Além disso, outras barreiras foram quebradas com esse hit: não seria mais necessário, dali por diante, insistir em reggaes cantados em inglês e/ou imitando Bob Marley & The Wailers. Com "Falar A Verdade" dá-se o nascimento do reggae verde-e-amarelo de amplo alcance, com letra simples e direta ("Estamos aí pro que der e vier/A fim de falar a verdadeira verdade"), a bordo de uma levada vibrante temperada por uma cuíca suingada e por metais em brasa. Do dia pra noite, Cidade Negra e Ras Bernardo passaram a ser reconhecidos em praticamente todo o Brasil, tornando-se uma referência para jovens negros que, como eles, lutavam com dignidade por um lugar ao sol. O primeiro passo havia sido dado.
Negro No Poder - Um disco além do seu tempo...

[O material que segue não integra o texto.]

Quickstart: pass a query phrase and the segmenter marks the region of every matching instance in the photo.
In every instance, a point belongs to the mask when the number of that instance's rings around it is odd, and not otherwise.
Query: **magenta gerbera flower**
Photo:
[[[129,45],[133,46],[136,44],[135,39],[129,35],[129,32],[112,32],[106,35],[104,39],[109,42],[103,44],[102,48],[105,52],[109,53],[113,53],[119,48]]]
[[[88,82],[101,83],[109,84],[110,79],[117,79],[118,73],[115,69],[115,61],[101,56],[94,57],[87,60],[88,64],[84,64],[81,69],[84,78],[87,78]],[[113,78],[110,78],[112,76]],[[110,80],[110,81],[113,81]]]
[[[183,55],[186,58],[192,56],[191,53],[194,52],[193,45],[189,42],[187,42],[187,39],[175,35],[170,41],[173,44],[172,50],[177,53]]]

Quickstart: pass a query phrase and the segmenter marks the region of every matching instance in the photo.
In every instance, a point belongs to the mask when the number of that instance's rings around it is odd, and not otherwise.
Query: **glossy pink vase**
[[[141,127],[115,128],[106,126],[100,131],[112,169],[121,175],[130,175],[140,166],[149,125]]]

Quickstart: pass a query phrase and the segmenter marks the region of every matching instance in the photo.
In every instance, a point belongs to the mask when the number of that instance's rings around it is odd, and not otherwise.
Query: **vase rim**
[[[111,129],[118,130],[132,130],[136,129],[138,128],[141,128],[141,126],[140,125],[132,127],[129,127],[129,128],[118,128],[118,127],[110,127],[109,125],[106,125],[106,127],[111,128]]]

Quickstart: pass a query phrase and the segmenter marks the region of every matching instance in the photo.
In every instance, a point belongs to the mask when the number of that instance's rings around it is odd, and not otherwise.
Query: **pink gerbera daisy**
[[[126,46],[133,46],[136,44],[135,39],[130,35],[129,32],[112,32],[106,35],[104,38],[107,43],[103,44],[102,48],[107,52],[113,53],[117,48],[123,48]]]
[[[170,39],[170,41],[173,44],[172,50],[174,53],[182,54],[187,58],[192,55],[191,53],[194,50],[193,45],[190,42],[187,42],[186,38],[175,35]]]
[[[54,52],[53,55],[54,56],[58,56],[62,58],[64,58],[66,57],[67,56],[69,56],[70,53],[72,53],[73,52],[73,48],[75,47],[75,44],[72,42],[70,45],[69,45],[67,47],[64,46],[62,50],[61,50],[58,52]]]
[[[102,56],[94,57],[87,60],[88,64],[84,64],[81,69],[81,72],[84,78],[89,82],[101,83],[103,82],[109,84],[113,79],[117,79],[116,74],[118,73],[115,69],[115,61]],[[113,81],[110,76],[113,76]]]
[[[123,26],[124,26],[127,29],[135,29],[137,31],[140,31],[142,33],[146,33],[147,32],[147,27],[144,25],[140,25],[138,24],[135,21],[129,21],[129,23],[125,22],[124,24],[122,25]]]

Animados pela ótima repercussão do disco de estréia, a banda decidiu ir além no seu segundo trabalho. Mais do que repetir a fórmula que havia dado certo antes, o Cidade buscou evoluir a sua própria linguagem gravando um álbum que trouxesse contemporaneidade, inovação e, por isso mesmo, algum risco. Desde o nome escolhido para o disco até os temas abordados (esquadrão da morte, desigualdade social e racial, o poder do dinheiro), passando pela sonoridade mais agressiva que incluía guitarras distorcidas, samples e bateria eletrônica, esse disco acabou sofrendo rejeição por boa parte da mídia que esperava apenas mais um "Falar A Verdade". "Fico vendo essas coisas/Vendo tudo acontecer/Injustiças e maldades/E o abuso do poder", assim Ras Bernardo abria o disco numa de suas letras mais contundentes, "Negro No Poder", a faixa-título. E concluía "Quando olham a minha gente/Nunca é pra proteger/Muitas coisas acontecem/E o meu povo resistindo/Oh Jah, negro no poder/Pra já, negro no poder". Talvez um pouco forte demais para tocar na Turma da Xuxa...
Mas o repertório do disco não era feito somente de contestação e denúncia como uma análise superficial poderia levar a crer. Em outras composições, Ras Bernardo renovava sua confiança na raça humana e nas ações positivas que qualquer um poderia fazer: "Acredito eu que as coisas estão em transformação/Acredito que, dentro do ser, há solução" ("Incandescente Ser"); "Tenho meus motivos, tenho o que é preciso/Fico positivo contra o negativo/Tomo sua força prá te derrotar" ("Há Motivos").
Também não se pode deixar de mencionar mais uma novidade introduzida por Ras Bernardo no universo da banda: o reggae romântico. Hoje em dia pode parecer curioso mas, à época, houve uma certa resistência interna pela inclusão da belíssima "Conciliação" onde havia uma declaração de amor digna de qualquer reggaeman: "Estou aqui pra te falar/Que só o amor que dentro há/Pode nos salvar.../Pode nos salvar...".
Esta música também sobrevive até hoje no repertório do Cidade Negra, tendo sido inclusive objeto de uma versão dub feita pelo mitológico músico e produtor Augustos Pablo para o disco "Dubs".
"Negro No Poder" foi um disco além do seu tempo e, talvez por isso, mal recebido pela crítica e por muitos ouvintes. Uma nova audição hoje nesse trabalho permite avaliar o quanto existe de atual na sonoridade, nos arranjos e nas letras, qualidades que não foram apreciadas à época.
Mas engana-se quem vê esse período apenas como uma coleção de insucessos para o grupo. Foi com Ras Bernardo à frente que eles iniciaram sua bem-sucedida carreira internacional.
Em 1992 o Cidade abriu o show do Steel Pulse na França, com excelente repercussão junto à platéia 100% gringa. Meses depois, tornaram-se a primeira banda brasileira a pisar no palco sagrado do Sunsplash, o mais importante festival da Jamaica.